If it would be better all round to give this one notice at least you can say you tried. Sometimes you just have to.

Good luck :)

Jen x

childmind04
15-01-2009, 07:05 PM
First of all (((((hugs))))), one thing that is pushed with this job is how easy it is to stay at home with your own children, i actually feel like i spent more time with my older 2 who i went out to work with than my youngest who i stayed at home with :eek:

Can you book a long weekend to give yourself time to think about what you would want to do, i know your saying the baby is only 6 month but whats to say he will not be unsettled and need lots of tlc??
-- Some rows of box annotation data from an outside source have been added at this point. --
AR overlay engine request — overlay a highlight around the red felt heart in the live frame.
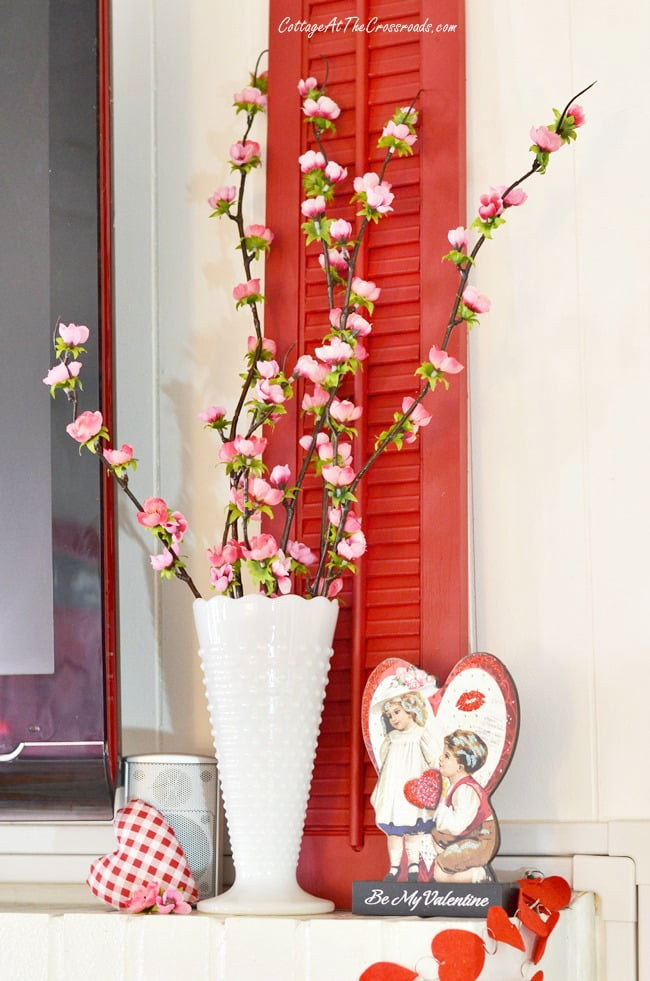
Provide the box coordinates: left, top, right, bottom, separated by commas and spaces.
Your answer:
519, 875, 571, 910
404, 770, 442, 811
359, 961, 417, 981
431, 930, 485, 981
86, 800, 199, 909
533, 910, 560, 964
487, 906, 526, 950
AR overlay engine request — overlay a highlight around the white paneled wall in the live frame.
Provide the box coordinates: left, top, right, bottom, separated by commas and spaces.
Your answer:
113, 0, 650, 822
468, 0, 650, 821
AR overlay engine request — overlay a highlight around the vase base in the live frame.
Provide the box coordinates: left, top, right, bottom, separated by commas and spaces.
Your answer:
197, 883, 334, 916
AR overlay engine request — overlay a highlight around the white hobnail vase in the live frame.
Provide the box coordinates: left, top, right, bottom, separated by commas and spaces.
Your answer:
194, 594, 338, 915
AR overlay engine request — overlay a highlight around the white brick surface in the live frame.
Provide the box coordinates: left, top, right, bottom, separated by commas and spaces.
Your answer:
0, 894, 596, 981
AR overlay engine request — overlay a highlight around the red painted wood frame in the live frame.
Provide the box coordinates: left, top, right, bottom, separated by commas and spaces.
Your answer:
265, 0, 468, 908
97, 0, 120, 785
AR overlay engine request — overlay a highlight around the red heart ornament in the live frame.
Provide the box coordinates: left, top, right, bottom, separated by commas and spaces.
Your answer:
404, 770, 442, 811
86, 800, 199, 909
486, 906, 526, 950
359, 961, 417, 981
431, 930, 485, 981
518, 875, 571, 910
361, 653, 519, 794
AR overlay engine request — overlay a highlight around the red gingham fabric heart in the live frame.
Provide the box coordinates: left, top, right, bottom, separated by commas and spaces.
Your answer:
86, 800, 199, 909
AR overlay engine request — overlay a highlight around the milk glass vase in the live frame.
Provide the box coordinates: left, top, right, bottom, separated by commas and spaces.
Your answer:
194, 594, 338, 915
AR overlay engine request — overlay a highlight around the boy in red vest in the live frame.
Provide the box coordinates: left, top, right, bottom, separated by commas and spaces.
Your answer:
432, 729, 499, 882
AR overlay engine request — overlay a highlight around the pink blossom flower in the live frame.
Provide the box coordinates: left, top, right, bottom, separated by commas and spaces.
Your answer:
298, 75, 318, 99
103, 443, 133, 467
428, 344, 464, 376
248, 477, 284, 508
242, 533, 278, 562
566, 102, 587, 129
447, 225, 469, 252
345, 313, 372, 336
314, 337, 354, 364
198, 405, 226, 425
136, 497, 169, 528
496, 184, 528, 208
287, 541, 317, 565
251, 378, 287, 405
244, 225, 275, 245
127, 880, 160, 913
210, 564, 234, 593
230, 140, 260, 167
318, 249, 348, 277
330, 399, 363, 425
149, 548, 175, 572
354, 173, 395, 215
162, 511, 187, 545
43, 361, 82, 386
322, 463, 356, 487
298, 150, 327, 174
463, 286, 491, 313
325, 160, 348, 184
232, 85, 268, 109
294, 354, 328, 384
352, 276, 381, 303
366, 184, 395, 215
381, 119, 417, 146
336, 531, 366, 561
353, 171, 392, 194
208, 185, 237, 211
59, 324, 90, 347
330, 218, 352, 242
156, 884, 192, 916
232, 279, 260, 301
300, 194, 327, 219
327, 576, 343, 599
530, 126, 562, 153
205, 538, 241, 568
302, 385, 329, 412
219, 435, 266, 463
298, 433, 329, 450
271, 552, 291, 596
65, 410, 104, 443
302, 95, 341, 119
269, 463, 291, 488
478, 187, 503, 221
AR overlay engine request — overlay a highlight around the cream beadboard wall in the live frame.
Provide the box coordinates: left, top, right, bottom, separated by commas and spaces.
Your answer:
113, 0, 650, 840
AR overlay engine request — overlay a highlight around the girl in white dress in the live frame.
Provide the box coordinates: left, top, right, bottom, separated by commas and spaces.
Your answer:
370, 691, 438, 882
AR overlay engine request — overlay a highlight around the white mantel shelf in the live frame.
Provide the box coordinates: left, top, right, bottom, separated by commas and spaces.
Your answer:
0, 886, 598, 981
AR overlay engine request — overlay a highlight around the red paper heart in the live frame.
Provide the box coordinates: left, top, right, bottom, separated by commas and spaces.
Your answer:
431, 930, 485, 981
86, 800, 199, 909
518, 875, 571, 910
404, 770, 442, 811
359, 961, 417, 981
487, 906, 526, 950
361, 654, 519, 794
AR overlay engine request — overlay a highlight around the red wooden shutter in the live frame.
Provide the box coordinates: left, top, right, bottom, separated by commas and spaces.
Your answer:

this job has too be one of the hardest jobs to do ;)

wendywu
15-01-2009, 08:35 PM
If it all gets too much, make sure he is clean and fed and in no pain, then just pop him in his cot for 30 minutes to give yourself time to calm down. It will not harm him.:panic:

tinyhands
15-01-2009, 09:38 PM
hi Lushy 78. Dont give up, The problem may lie at the home of the child. u yourself said "Mum could not wait to say goodbye".
1.Speak to mum and ask her, her routine with child each morning.
2.Ask her if it would be possible to follow that routine each morning.(for example child wakes @6.00am, bath dressed given breakfast.While she doing the routine with the child talk to child about attending your setting and ask the mum to be happy(u know baby happy-like she will say we going to what ever baby knows u by and clap her hands the child will evenually be excited to be part of his mum day and will get use to being at your setting.
3.All the way to your setting mum should encourage child, still be excited for the child-like singing we going to lushy we are going to lushy. if mum is happy child will evevtually get happy and understand his/her routine.
4.Not all children are suited to all childminders if that does not work then mum needs to find another mindee. BUT DONT U GIVE UP. U MUST HAVE DECIDED TO CHILDMIND FOR A GOOD REASON.JUS HAVE TO GET IT RIGHT.GOOD LUCK. TINYHANDS(AKA SHERON).:)

beerheaven
15-01-2009, 11:18 PM
I really feel for you. I'm not going to repeat what others have written. At end of the day you and your family come first - go with your gut instinct.

miffy
16-01-2009, 08:11 AM
Sorry you're having such a tough time

Childminding is not an easy job especially when you have small children of your own.